We’ve all worked with people (including leaders and executives) that we did not respect. No matter how long we worked with them, and no matter how great our results were, there was something about them that stopped us from trusting them. This lack of respect leads to all sorts of dysfunction in the workplace. But, when people respect one another and can work well together, trust is built and that is the foundation of a high functioning team.

Many factors can impact your credibility and your ability to build trust, from small things like remembering to think of people and sending a thank you note to big things like being punctual.

If you want to develop trusting relationships, you’ll want to make sure that you’re covering a few basic techniques. Here are five things you can do to help you build trust and credibility as a leader in your organization.

If you say you’ll do it, then do it.

Some of us are good at planning and setting things up, but not so good when it comes to the follow-through. At some point, you have to stop talking and start doing or you’re going to lose credibility. If details are not your strong suit, then you’ll want to make sure that you have people you can delegate to so that the things you say you will do get done.

Own your mistakes.

We ALL make mistakes and it’s important to remember that mistakes are part of learning and improving. Whether you’re an employee or a leader, hiding mistakes is a sure way to lose trust, respect, and credibility with those you work with. But, as the leader, you also need to understand that when employees make a mistake the blame also falls on you. Leaders who want to have an impact know that accepting responsibility for the good and the bad builds trust and credibility with their teams, which is far more valuable than being right or correct. This doesn’t mean you stop holding your employees accountable. It means that you must also hold yourself accountable as the person who is responsible for how well your employees perform.

Be there for people.

Leaders manage people, not tasks. Employees who are micro-managed feel they are not trusted to do their work. Strong leaders allow people to experiment, take risks, and learn from failure as well as their own choices. Leaders manage employees by supporting them, their efforts, and their growth. They see their employee's strengths and celebrate when they do things well. This includes giving credit where credit is due, as a leader you can’t take credit when the whole team is contributing to success.
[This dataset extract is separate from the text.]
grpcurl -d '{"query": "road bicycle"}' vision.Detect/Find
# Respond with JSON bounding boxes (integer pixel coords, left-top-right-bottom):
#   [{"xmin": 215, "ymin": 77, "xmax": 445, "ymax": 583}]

Be assertive, not aggressive.

Although this is something that varies culturally and even within industries, you’ve got to be prepared to stand up for your values, beliefs, and ideas. This does not mean you need to push your ideas or beliefs onto others. If everyone that you work with seems accepting of everything you do and say, chances are that they are afraid of telling you the truth about how they feel. You can avoid this by encouraging sharing of opinions, debate, and discussion as a way for everyone to learn and grow, and at that same time be clear about what you are and are not willing to accept.

Be yourself.

Developing a powerful presence and having a personal impact on the things that you do does not mean that you become someone else or pretending to be someone that you’re not. Being yourself is about being accepting of your strengths and weaknesses and being willing to commit to ongoing development so that you can be the best person you can be.